Turkey - Winter is Coming

Summary Points

-The Turkish central bank recently cut interest rates, as opposed to other central banks that are now hiking to stem a rising tide of inflation

-The current energy crisis will get worse and spiking natural gas prices will further affect the Turkish economy which imports most of its gas

-TRY will further devaluate with significant pressures on the Turkish USD sovereign bonds and local equity market

Turkey cuts rates - an economic paradox

The Turkish central bank recently surprised the markets with an interest rate cut, as opposed to other central banks which are raising rates in the face of increased inflation. The basic principles of monetary policy advocate for an increase in rates as inflation picks up. Not in Turkey. President Erdogan installed an obedient central banker back in March, after firing Naci Agbalfired after only 5 months on the job. Naci's biggest mistake was raising interest rates to stem a slide in the Turkish currency, the lira (TRY). Erdogan's reasons for disliking high rates (which to be honest are indeed high - they were 19% in local currency) reside in a populist approach - the everyday man on the street does not understand monetary policy, but he/she sees a high rate on the credit card bill or for a mortgage. That unhappiness translates into a negative vote for Erdogan, which must be avoided. The erosion in purchasing power, the economy and general wellness of the state is gradual and can always be attributed to external factors. In a nutshell that is the reasoning behind the central bank lowering rates while other central banks are hiking them. Both Poland and Romania just raised rates to contain inflation. New Zealand and Norway also have raised rates in the past weeks to both contain inflation as well as move away toward interest rate normalization.

Turkey and Natural Gas

Turkey ranks as the 7th highest natural gas consumer in the world, with household consumption continuing to increase.

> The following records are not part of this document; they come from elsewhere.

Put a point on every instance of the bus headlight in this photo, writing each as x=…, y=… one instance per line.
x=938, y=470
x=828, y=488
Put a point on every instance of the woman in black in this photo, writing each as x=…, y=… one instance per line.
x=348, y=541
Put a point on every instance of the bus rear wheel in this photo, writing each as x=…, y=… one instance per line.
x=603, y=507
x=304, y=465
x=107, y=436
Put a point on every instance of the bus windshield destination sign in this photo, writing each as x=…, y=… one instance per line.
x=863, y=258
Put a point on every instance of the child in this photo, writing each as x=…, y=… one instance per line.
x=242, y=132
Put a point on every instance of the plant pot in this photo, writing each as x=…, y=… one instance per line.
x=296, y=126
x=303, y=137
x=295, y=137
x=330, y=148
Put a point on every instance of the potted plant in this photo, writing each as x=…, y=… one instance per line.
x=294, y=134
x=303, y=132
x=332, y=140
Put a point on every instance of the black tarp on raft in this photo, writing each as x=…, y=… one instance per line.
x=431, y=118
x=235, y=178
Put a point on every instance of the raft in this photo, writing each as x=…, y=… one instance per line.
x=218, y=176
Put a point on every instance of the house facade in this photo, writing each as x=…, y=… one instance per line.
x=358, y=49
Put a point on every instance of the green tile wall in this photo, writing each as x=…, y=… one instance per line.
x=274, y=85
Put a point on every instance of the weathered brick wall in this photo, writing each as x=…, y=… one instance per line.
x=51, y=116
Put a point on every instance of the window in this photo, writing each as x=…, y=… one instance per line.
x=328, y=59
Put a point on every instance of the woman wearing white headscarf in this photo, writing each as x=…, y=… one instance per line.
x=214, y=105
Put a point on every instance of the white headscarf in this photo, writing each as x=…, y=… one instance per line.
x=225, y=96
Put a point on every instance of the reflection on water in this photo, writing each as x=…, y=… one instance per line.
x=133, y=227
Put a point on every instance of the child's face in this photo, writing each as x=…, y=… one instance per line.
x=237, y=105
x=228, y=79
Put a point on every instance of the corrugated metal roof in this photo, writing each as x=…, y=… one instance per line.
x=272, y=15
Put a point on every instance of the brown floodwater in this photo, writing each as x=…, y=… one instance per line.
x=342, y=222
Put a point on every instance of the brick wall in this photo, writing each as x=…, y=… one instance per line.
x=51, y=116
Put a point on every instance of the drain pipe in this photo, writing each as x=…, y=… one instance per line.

At the same time Turkey imports ~70% of its natural gas needs with 30% of imports in the LNG form. That is an astounding amount just in itself, but when considering the enormous increase in natural gas prices in the past months (the EU market has seen a 3x increase in prices) one can understand the pressures on the Turkish economy and more specifically inflationary pressures. Through its Black Sea discovery Turkey is set to access another source (this time local) of natural gas, but this will not happen until 2023 the earliest. This winter will be fully served by existing sources and will be a brutal one from a pricing perspective.

Affected Assets

Most of the pressure will be felt by TRY, which has already depreciated 20% this year and will continue to face the brunt of the underperformance in the Turkish economy and the underlying inflationary undercurrents.

The next in line are going to be the equities of local banks, which have significant Eur and Usd denominated debts but local TRY assets. As TRY depreciates their costs of funds are going up, and their liabilities are also increasing. In past events of market anxiety their pure ability to roll funding was also questioned. Expect stock prices in this sector to be depressed.

Thirdly the Turkish Eurobonds (Usd denominated debt) are also going to be under pressure. We have seen this sort of action before in 2018 when yields spiked to 8%+ on 7-year bonds, which translates to 6%+ of a spread over treasuries.

Conclusion

Winter is coming indeed, not only from a calendar perspective but also from a predicted performance of Turkish financial assets. With a global energy crisis in development that has seen European natural gas prices jump three fold since the beginning of the year inflation is building up. With over 70% of local natural gas consumption coming from imports and a central bank which just lowered rates, we expect inflationary pressures to manifest themselves through a weaker TRY and lower valuations for Turkish financial assets in general with local bank equities and Turkish Eurobonds being the most liquid forms of that expression.